Кадр из фильма «Ленинград». Вера (Наталья Киселева) читает неотправленное письмо. © Quercus Petraea Films, L. L. C. Оператор Андрей Самойлов
— Да, это все выглядит так, будто ты проходишь через толпу и до тебя доносятся отдельные реплики.
— «Ленинград», конечно, фильм о городе — насквозь мифологическом, живущем в рамках этого мифа, городе, с которым происходит катастрофа, по условиям этого же мифа, «вписанная» в него изначально. Потому что это город, всегда существовавший под угрозой уничтожения. А дальше он превращается в нечто совершенно иное. И, конечно, гипотетический фильм, о котором ты спрашиваешь, совершенно без хроники, был бы фильмом, условно говоря, эйзенштейновского типа. Вернее, даже не столько эйзенштейновского, сколько ланговского.
— «Метрополис»?
— Ну, не обязательно «Метрополис». «Нибелунги» — пожалуйста. Ранний Ланг — эпик, работающий отчасти с бессознательным, человек, очень амбивалентно относящийся к своему материалу — как, впрочем, и Эйзенштейн. Не случайно в «Ленинграде» герой смотрит номер журнала «Искусство кино» со статьей Эйзенштейна «Вертикальный монтаж». Но я, конечно, знал, что у меня никогда таких средств не будет, и поэтому в том, что касается выразительных средств, шел по пути разумной, максимальной экономии.
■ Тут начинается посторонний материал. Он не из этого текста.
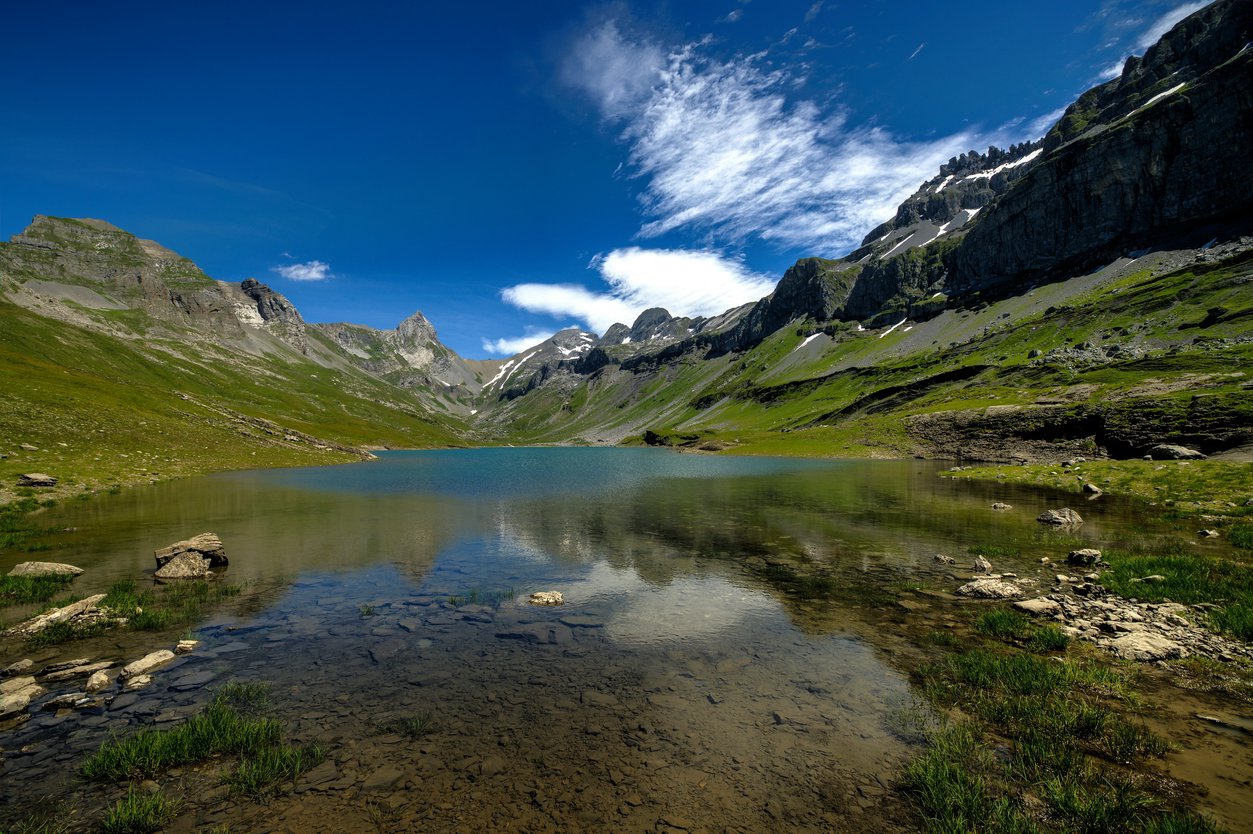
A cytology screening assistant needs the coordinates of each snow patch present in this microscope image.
[878,317,908,338]
[792,333,822,353]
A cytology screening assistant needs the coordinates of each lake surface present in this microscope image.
[0,448,1242,831]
— Миф о Петербурге-Ленинграде, даже не миф, а троп, скорее... я так понимаю, он тебя занимает давно и довольно сильно задевает?
— Ну, В.Н. Топоров говорил про «санкт-петербургский текст». Единственный целостный текст о русском городе, существующий в нашей культуре.
Кадр из фильма «Ленинград». Голод. © Quercus Petraea Films, L. L. C. Оператор Андрей Самойлов
— Так что для тебя этот город?
— Петербург... в двух словах и не скажешь. Скажем так, Петербург — это оправдание русской культуры в ее лучших проявлениях. Потому что золотой век русской культуры связан именно с Петербургом. Пока не возник Петербург, этот утопический город будущего, построенный вопреки природным условиям, политическим условиям, чему угодно, пока не началось преображение страны по модели Петербурга, пока не возникло определенной гордости за то, что вот мы, русские, можем такое сделать, не было и всеми принимаемой, успешной русской культуры, которую мы можем вполне считать золотым веком. Великая литература, великая музыка, великая архитектура, все что угодно.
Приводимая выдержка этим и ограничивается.